Clinton reminded voters about Trump’s losing his cool so easily--at the slightest provocation, when given a tough question by a reporter, when challenged in a debate, over protest rallies.

Behaviors from the likes of little men moved by fear and pride.

So when US President Donald Trump recently ordered a military attack on the base in western Syria from which the chemical weapons were launched, the world--including the Americans themselves--were stunned.

Was this a one-time offensive, or was it a signal of the worst to come? Was the attack triggered by the swell of sympathy for the chemical weapons victims, many of whom were children and babies?

Was he moved by moods and whims, or was he guided by any fixed philosophy? If the latter, how then to reconcile his military attack because the chemical weapons victimized babies, and his strict travel ban on them.

New York Times pointedly asked, “The babies prompt outrage and heartache when they’re writhing in Syria, but God forbid they come here?”

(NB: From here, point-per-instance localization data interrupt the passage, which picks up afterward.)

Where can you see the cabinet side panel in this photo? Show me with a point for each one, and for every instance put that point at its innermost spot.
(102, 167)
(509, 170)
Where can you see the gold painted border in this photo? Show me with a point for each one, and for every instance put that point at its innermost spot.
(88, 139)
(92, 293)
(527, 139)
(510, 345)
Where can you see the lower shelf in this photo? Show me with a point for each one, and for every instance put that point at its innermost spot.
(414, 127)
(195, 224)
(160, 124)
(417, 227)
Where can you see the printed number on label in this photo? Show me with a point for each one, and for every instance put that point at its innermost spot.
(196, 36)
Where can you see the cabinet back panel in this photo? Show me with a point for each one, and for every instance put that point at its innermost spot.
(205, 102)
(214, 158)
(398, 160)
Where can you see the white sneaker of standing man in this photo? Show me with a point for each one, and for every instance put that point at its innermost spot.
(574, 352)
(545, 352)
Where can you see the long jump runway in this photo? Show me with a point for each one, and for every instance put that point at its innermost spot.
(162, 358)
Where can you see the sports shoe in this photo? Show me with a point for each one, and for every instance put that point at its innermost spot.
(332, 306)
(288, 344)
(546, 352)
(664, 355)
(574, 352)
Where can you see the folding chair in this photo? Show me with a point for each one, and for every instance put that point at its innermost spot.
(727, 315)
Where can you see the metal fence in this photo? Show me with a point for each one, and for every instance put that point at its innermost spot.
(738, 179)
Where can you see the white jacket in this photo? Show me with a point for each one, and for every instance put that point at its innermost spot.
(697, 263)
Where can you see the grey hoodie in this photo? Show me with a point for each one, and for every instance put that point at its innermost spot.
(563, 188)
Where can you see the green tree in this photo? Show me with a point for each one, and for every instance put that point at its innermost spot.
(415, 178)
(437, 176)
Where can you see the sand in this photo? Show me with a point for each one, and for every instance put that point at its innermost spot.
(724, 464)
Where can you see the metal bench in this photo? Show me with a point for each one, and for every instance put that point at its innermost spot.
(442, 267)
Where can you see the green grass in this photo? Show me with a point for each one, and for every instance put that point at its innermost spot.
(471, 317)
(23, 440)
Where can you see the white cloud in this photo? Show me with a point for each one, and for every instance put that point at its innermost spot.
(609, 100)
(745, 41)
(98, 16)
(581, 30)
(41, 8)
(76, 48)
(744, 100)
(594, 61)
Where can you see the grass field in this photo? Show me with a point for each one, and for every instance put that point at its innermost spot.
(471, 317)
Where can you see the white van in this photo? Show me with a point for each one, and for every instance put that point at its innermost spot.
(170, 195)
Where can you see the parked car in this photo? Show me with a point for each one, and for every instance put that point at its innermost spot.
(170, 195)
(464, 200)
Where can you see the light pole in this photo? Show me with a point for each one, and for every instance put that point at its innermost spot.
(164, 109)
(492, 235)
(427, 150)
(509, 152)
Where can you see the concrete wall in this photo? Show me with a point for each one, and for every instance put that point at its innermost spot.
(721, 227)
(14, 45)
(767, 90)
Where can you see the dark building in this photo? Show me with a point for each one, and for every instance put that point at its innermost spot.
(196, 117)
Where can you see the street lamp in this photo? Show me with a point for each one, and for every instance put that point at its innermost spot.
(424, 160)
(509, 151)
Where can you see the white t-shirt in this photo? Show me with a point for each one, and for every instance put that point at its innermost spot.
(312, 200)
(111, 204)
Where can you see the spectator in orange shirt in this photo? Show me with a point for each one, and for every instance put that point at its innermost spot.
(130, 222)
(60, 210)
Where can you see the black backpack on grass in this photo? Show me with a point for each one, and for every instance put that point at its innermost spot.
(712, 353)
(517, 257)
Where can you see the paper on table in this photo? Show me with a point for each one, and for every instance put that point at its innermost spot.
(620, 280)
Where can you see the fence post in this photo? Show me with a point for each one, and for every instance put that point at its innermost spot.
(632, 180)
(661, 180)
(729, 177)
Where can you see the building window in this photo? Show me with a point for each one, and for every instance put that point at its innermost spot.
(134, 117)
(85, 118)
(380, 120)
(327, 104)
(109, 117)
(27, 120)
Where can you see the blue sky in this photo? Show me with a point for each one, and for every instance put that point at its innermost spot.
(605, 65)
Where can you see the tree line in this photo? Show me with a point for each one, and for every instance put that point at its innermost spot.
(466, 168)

Americans and the rest of the free world had waited long for some disciplining move on Bashar al-Assad’s cruel attacks on his own people. They had found Barack Obama’s restraint infuriating, and even a sign of weakness.

When Trump did what Obama could not do in his eight years at the help, Trump earned adulation and support from other world leaders and their people.

That did not stop them, however, from expressing concern about Trump’s next moves, most especially because of his unusual background--no government experience, no military service, and a queer mix of handpicks for political positions and advisers known for their controversial stands and track records.

Unto Trump’s head must as well be thrown the roles of chief of state, chief executive, chief diplomat, chief legislator and commander in chief.

And such other roles as world leader, protector of the peace, manager of prosperity, voice of the people, and chief of his party.

Roles for which, researchers contend, there is no existing orientation book or step-by-step guidance for incoming or wannabe presidents.

In his “On Becoming President of the United States,” writer Robert Denton Jr. cites Richard Nixon as the worst-case scenario.

Despite his over 20 years of political experience, Nixon committed such gross leadership blunder as Watergate, which triggered his resignation in light of inevitable impeachment.